Half of the patients with brain tumours who were enrolled in the fMRI study had their treatment strategies altered after the critical motor and language regions of the brain were identified prior to surgery. "In patients who underwent fMRI, neurosurgeons estimated that more tumour was removed at surgery, operations were shorter and skull incisions were smaller, compared with what they would have had if the fMRI data were not available," said Jeffrey Petrella, associate professor of radiology in the neuroradiology division at Duke.

In the study, 39 patients diagnosed with potentially operable brain tumours were evaluated with fMRI of the brain (Radiology 240 793). During the imaging exam, they performed sentence-completion tasks to map areas of the brain involved in language function, and hand-squeezing tasks to detect sensory motor areas. The entire procedure, including the time it took to train patients and acquire the images, took less than one hour.

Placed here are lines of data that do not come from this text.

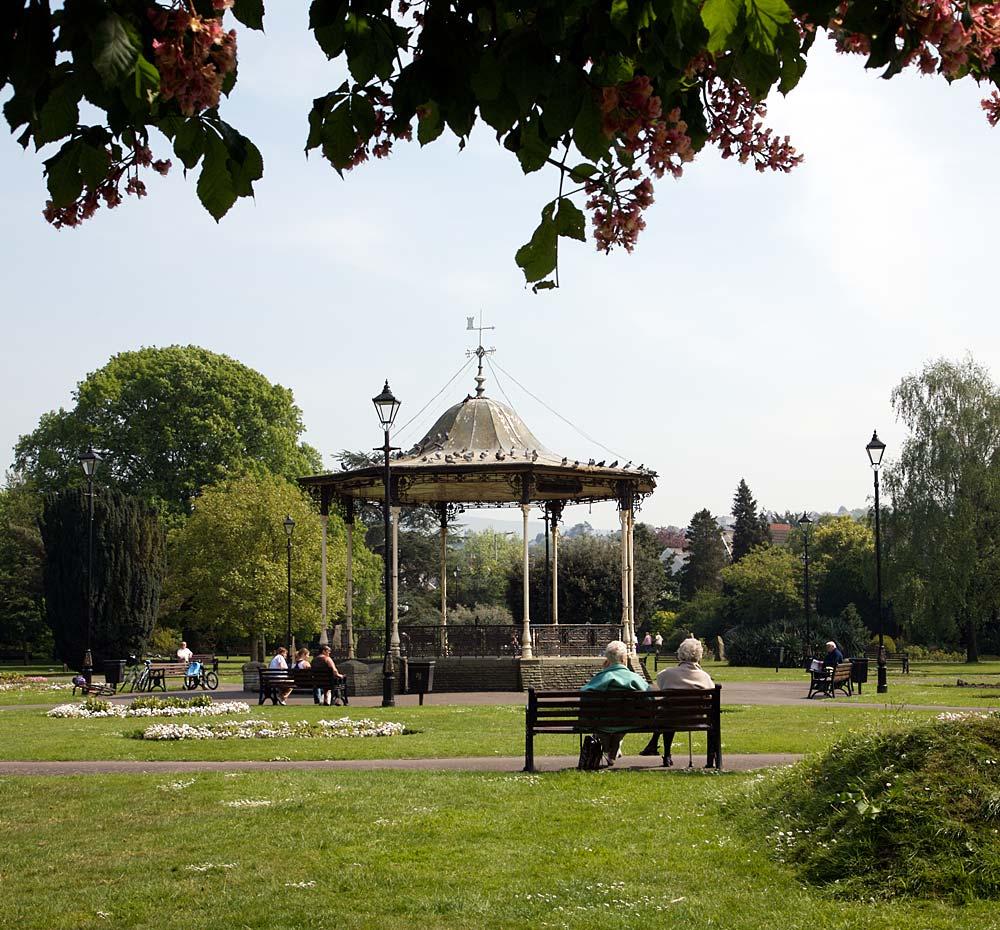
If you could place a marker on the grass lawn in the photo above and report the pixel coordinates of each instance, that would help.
(440, 732)
(408, 850)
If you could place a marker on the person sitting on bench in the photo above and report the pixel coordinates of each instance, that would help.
(688, 673)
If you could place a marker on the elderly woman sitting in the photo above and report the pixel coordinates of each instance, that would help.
(688, 673)
(615, 675)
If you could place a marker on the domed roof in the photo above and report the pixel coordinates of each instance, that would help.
(479, 429)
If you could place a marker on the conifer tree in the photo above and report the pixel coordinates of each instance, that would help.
(750, 529)
(128, 572)
(706, 556)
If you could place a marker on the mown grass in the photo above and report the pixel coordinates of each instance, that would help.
(407, 850)
(437, 732)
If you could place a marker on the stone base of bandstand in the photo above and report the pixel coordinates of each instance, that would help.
(455, 674)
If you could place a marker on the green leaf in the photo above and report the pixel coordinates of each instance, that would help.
(215, 186)
(764, 19)
(116, 47)
(429, 123)
(537, 257)
(59, 114)
(588, 134)
(532, 150)
(487, 79)
(189, 143)
(62, 174)
(570, 222)
(250, 13)
(339, 137)
(719, 18)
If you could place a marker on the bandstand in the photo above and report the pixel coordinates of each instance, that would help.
(480, 453)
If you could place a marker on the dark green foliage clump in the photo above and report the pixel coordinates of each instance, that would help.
(129, 563)
(913, 810)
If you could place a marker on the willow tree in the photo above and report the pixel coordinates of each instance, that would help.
(128, 565)
(944, 527)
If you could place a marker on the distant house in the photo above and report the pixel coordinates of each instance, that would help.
(779, 533)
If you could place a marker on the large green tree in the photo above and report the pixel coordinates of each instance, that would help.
(944, 527)
(607, 96)
(128, 566)
(169, 421)
(706, 556)
(750, 529)
(228, 564)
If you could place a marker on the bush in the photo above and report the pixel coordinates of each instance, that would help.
(908, 810)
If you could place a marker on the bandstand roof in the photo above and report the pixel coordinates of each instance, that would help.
(480, 452)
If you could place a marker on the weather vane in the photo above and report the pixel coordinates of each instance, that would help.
(479, 351)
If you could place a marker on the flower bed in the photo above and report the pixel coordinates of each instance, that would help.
(202, 706)
(12, 681)
(266, 729)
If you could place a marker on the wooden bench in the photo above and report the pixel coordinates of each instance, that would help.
(830, 681)
(623, 711)
(276, 681)
(899, 659)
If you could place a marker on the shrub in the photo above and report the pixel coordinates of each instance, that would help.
(908, 810)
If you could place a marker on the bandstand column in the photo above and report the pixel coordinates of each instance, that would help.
(324, 519)
(526, 650)
(623, 519)
(349, 587)
(443, 631)
(394, 641)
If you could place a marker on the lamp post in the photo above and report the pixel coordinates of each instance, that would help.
(387, 407)
(289, 525)
(875, 450)
(89, 462)
(805, 523)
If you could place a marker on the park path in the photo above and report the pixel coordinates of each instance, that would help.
(731, 763)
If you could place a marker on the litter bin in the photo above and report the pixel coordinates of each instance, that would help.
(420, 677)
(114, 671)
(859, 672)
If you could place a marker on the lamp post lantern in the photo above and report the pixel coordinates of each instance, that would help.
(875, 450)
(89, 461)
(805, 523)
(387, 407)
(289, 525)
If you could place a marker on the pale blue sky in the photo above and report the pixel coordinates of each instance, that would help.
(756, 332)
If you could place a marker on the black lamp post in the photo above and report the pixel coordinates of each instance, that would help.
(875, 450)
(89, 462)
(805, 523)
(387, 407)
(289, 525)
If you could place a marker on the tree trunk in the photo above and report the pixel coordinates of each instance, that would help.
(971, 640)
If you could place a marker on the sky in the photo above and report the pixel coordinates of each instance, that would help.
(756, 332)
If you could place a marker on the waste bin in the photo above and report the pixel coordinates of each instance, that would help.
(859, 672)
(114, 671)
(420, 677)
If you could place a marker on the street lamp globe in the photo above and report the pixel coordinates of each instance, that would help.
(875, 450)
(89, 461)
(387, 406)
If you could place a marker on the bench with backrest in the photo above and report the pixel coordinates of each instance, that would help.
(900, 659)
(622, 711)
(277, 681)
(830, 681)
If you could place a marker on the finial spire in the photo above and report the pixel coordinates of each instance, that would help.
(479, 351)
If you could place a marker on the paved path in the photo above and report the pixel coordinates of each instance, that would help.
(731, 763)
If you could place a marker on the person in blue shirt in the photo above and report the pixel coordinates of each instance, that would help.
(615, 676)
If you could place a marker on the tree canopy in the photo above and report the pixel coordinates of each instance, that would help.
(168, 421)
(609, 96)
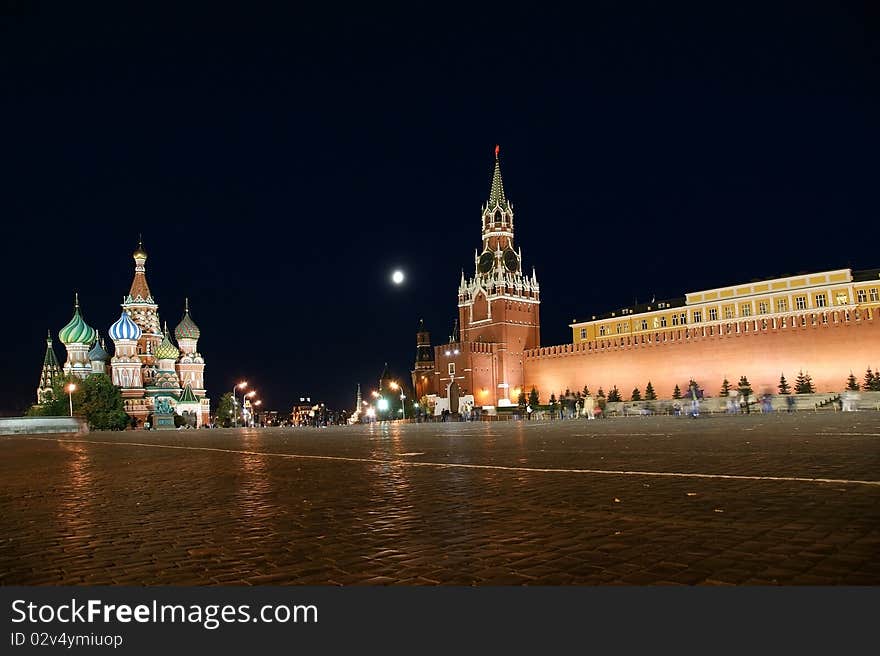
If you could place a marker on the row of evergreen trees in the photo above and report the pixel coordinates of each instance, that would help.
(95, 398)
(803, 385)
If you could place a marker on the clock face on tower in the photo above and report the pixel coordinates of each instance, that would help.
(511, 261)
(486, 261)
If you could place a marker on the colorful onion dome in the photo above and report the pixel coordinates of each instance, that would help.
(187, 328)
(167, 350)
(98, 354)
(77, 331)
(125, 328)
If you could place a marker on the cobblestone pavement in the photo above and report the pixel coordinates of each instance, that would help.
(574, 502)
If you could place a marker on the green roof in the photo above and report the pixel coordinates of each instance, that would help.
(188, 396)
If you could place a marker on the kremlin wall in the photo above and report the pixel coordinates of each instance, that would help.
(826, 343)
(825, 324)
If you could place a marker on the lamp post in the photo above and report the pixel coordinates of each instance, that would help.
(394, 385)
(255, 404)
(241, 385)
(247, 408)
(71, 388)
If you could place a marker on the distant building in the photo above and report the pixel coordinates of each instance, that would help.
(824, 323)
(498, 320)
(300, 415)
(146, 364)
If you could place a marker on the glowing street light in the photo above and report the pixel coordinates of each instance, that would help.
(244, 408)
(256, 404)
(241, 385)
(71, 388)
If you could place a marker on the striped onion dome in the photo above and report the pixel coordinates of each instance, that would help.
(98, 354)
(187, 328)
(125, 328)
(167, 350)
(77, 331)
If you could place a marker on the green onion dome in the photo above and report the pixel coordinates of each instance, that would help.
(77, 331)
(167, 350)
(98, 354)
(139, 252)
(187, 328)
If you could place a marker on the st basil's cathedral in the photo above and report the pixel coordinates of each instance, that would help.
(151, 371)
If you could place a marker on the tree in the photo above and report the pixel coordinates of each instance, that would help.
(101, 403)
(784, 387)
(227, 410)
(533, 398)
(96, 399)
(745, 390)
(803, 384)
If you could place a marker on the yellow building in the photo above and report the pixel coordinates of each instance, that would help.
(774, 301)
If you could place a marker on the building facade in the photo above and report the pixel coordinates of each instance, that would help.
(146, 364)
(482, 363)
(824, 324)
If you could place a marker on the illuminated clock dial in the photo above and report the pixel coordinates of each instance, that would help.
(487, 259)
(511, 261)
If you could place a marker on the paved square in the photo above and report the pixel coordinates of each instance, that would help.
(760, 499)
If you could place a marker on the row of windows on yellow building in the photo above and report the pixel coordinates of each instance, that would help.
(813, 292)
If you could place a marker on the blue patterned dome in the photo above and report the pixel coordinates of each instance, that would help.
(125, 328)
(98, 354)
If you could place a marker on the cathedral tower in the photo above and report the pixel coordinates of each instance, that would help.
(50, 374)
(423, 373)
(144, 311)
(77, 337)
(191, 366)
(98, 357)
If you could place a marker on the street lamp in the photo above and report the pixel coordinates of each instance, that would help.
(241, 385)
(71, 388)
(244, 398)
(393, 385)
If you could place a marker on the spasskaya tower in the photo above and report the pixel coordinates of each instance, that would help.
(498, 318)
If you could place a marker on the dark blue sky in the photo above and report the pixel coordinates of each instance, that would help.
(281, 164)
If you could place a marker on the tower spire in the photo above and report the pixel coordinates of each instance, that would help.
(50, 373)
(496, 193)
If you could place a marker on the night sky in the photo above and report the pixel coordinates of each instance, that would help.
(281, 165)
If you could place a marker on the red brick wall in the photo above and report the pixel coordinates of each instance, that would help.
(827, 352)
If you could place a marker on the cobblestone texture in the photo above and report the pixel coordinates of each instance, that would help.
(381, 504)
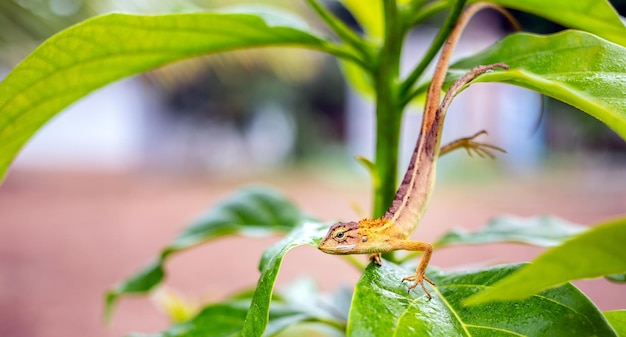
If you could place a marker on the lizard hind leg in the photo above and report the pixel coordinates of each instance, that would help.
(419, 278)
(471, 146)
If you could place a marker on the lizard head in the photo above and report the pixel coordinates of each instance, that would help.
(342, 238)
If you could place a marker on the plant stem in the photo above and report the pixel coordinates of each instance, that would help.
(388, 111)
(435, 45)
(344, 33)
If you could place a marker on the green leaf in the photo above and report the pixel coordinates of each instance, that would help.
(309, 233)
(253, 211)
(577, 68)
(596, 252)
(219, 320)
(104, 49)
(618, 278)
(617, 319)
(370, 16)
(543, 231)
(594, 16)
(299, 303)
(382, 307)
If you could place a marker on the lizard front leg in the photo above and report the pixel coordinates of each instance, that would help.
(469, 144)
(420, 273)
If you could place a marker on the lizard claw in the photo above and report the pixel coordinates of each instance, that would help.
(419, 278)
(376, 258)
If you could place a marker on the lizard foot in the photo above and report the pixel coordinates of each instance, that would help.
(483, 150)
(419, 278)
(376, 258)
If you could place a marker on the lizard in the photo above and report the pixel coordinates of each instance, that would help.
(391, 231)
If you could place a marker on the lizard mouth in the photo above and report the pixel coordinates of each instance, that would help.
(344, 249)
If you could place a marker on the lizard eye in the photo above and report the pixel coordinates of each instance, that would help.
(340, 236)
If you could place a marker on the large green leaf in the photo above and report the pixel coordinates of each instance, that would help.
(575, 67)
(254, 211)
(382, 307)
(595, 16)
(104, 49)
(309, 233)
(299, 303)
(617, 318)
(596, 252)
(543, 231)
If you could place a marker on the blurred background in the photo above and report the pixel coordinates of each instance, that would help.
(108, 182)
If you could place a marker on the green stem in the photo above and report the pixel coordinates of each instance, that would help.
(344, 33)
(434, 47)
(358, 264)
(428, 11)
(388, 111)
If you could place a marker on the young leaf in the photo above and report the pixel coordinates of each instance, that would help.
(251, 211)
(594, 16)
(308, 233)
(382, 307)
(617, 278)
(617, 319)
(596, 252)
(543, 231)
(227, 318)
(575, 67)
(104, 49)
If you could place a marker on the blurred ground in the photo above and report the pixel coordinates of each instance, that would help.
(67, 237)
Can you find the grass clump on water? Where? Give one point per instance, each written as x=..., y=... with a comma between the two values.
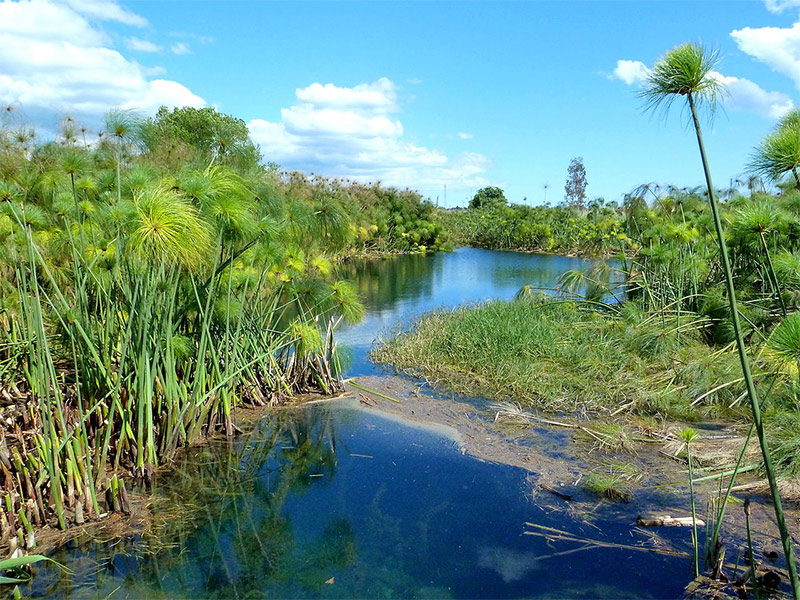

The researchers found that in 19 of 39 patients, the surgeons significantly changed their treatment plans after receiving the fMRI findings. Of the 19 patients, 18 underwent more aggressive approaches than originally planned.

None of the patients in the study showed post-operative speech or motor deficits and Petrella feels that fMRI offers real benefits to patient outcome. He told medicalphysicsweb: "Though we have not directly proved that this new information is of benefit to patients, the fact that our fMRI request volume continues to increase over time indicates that the technology has gained acceptance - which suggests a benefit on some level."

Despite its apparent benefits, however, fMRI is still not widely used. "In the US, I would estimate that about 50 centres are doing it routinely in the clinical environment, yet there are likely well over a thousand centres with the capability to do it," said Petrella. He believes that the major hurdle to wider take-up is not the availability of hardware or software but a lack of experience of how to administer a task, and then process and interpret the images.

Petrella acknowledges that future studies focusing on the outcome of patients who undergo preoperative fMRI imaging are still needed, though such investigations will be difficult to perform for ethical reasons. The next step in his research would be to assess whether patient outcomes are actually improved in a large multicentre trial with a control group. "However, this sort of trial raises ethical concerns, especially for neurosurgeons who believe that fMRI could have a beneficial effect on their patients," he said. "Such neurosurgeons may feel uncomfortable denying the technology to a given patient solely on the basis of randomization to the control group who does not undergo fMRI."

Briefing: What is fMRI?

While MRI is a technique for examining brain anatomy, fMRI allows clinicians to examine the brain in action (i.e. while performing a particular task). fMRI can be performed on a 1.5 T MR scanner. However, the scanner must be equipped with strong and fast gradients capable of performing echo-planar imaging.

Many, if not most, state-of-the-art commercial systems are capable of this. In addition to the scanner, it must be possible to present stimuli to patients (e.g. using a within-scanner projection system or a set of MR-compatible audiovisual goggles).

fMRI uses rapid echoplanar or spiral imaging - of the order of 20 brain slices per second - to image the entire brain repeatedly every 1–2 s. The images are sensitive to changes in blood oxygenation, which reflects the level of brain activity in a particular region while performing a task.